A- A+

On the Transition from the Empirical to the Absolute
by Swami Krishnananda


(Dictated on October 31, 2001)

This has relevance to what happened to Dr. Faustus when he sold his soul to the magician in the very beginning of my book Your Questions Answered. Only a person who has read that poem would be able to understand to some extent the agony of the soul. We have heard of agonies of various kinds, physical intellectual and financial, but the agony of the soul is incompatible and incomparable with anything else. The soul is quitting its own abode and where will it go? Now what is the agony about? Only a man who has passed through it would know. What does a jail look like? Your must go to the jail and know, with some chappati being served to you as big as a scooter wheel, with no bathroom passage, he lives there for a pretty long time and he gets an exit

The subject on hand is very special because it is purely personal. A person cannot go to the other world with another's assistance. As Christ would say, "Strait is the gate and narrow is the goal." Only one can enter, not more, at a time. This is the most frightening one can imagine. We never had an experience of living alone totally, always there are some with us called friends.

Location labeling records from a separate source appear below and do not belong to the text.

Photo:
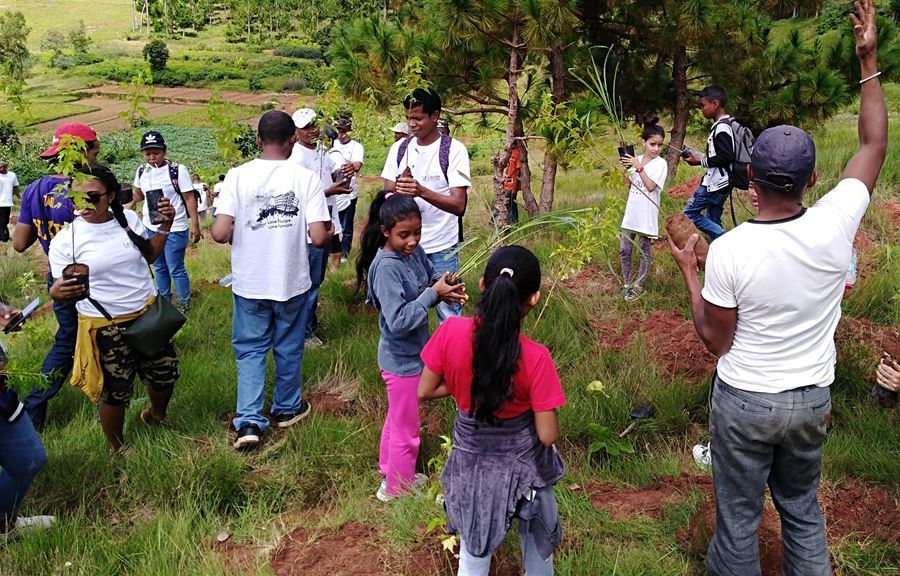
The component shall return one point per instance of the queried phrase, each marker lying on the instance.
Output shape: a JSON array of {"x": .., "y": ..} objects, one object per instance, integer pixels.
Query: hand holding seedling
[
  {"x": 685, "y": 257},
  {"x": 450, "y": 293},
  {"x": 66, "y": 289}
]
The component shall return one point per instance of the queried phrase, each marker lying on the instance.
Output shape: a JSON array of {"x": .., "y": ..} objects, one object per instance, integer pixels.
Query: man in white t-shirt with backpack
[
  {"x": 268, "y": 208},
  {"x": 160, "y": 177},
  {"x": 769, "y": 308},
  {"x": 434, "y": 168}
]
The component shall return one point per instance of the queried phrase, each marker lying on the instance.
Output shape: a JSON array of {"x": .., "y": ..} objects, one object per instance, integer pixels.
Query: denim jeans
[
  {"x": 532, "y": 562},
  {"x": 444, "y": 262},
  {"x": 712, "y": 202},
  {"x": 21, "y": 456},
  {"x": 347, "y": 216},
  {"x": 775, "y": 439},
  {"x": 318, "y": 263},
  {"x": 259, "y": 326},
  {"x": 58, "y": 362},
  {"x": 169, "y": 267}
]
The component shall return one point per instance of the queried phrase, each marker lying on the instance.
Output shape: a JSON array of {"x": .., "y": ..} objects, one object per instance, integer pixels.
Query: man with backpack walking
[
  {"x": 716, "y": 186},
  {"x": 433, "y": 168},
  {"x": 162, "y": 178}
]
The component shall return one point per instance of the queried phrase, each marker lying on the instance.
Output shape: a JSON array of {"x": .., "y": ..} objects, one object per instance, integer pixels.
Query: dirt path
[{"x": 110, "y": 101}]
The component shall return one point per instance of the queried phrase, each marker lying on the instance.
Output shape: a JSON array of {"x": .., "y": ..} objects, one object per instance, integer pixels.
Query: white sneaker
[
  {"x": 702, "y": 455},
  {"x": 420, "y": 482}
]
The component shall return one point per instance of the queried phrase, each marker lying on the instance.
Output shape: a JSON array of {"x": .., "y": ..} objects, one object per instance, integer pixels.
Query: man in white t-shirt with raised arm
[
  {"x": 157, "y": 178},
  {"x": 769, "y": 308},
  {"x": 352, "y": 152},
  {"x": 268, "y": 209},
  {"x": 9, "y": 187},
  {"x": 434, "y": 168}
]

Some passages from the Brhadaranyaka Upanishad again may be relevant here. Paul Deussen has made out a special reference in his book The System of the Vedanta what happens to the soul which has committed a mistake. Does it go to Yama Loka or descend? In his book on a passenger of the soul, he mentions two distinct allegations, namely, the gradual descent as well as a descending with certain conditions. These conditions may be with a regressive seed or otherwise.

Paul Deussen harps on a double punishment for the soul in one of the descents, i.e., if it comes with some conditioned remnant, how does it get released from the upper world? These souls are made mention of as those which come and die then and there, like leach, moth, and the like, having a very short life, of no special consequence. But the question is, why should it be like that? People who die but do not reach Moksha would not like to be harassed once again by a process of return in a double deal of punishment. For instance, in the Katha Upanishad, Yama the Lord of Death, is spoken of as having said, "People come under my control again and again." These words "again and again" are frightening indeed. Why again and again? Nobody wants to come to this world again and again by committing the same mistake.

Here I am reminded of the great scheme of Georg Hegel who descends from the absolute bright light into the harder phenomena of Hiranyagarbha, Virat which includes the earth. Then the epistemology of perception, the cognition process, commences. But whose perception is it? It is the perception of the psychological functions which we highlight today as the apparatus of common knowledge. Linguistics, ethics, morality, sociality, chemistry, political science, end up in finally a kind of religion and philosophy again, falling upon the Absolute as an experience. That the Absolute is realised is not a vague idea. It is the Absolute about which no one has to say anything. It is just be-ness as a self-identity which we are all aspiring for finally.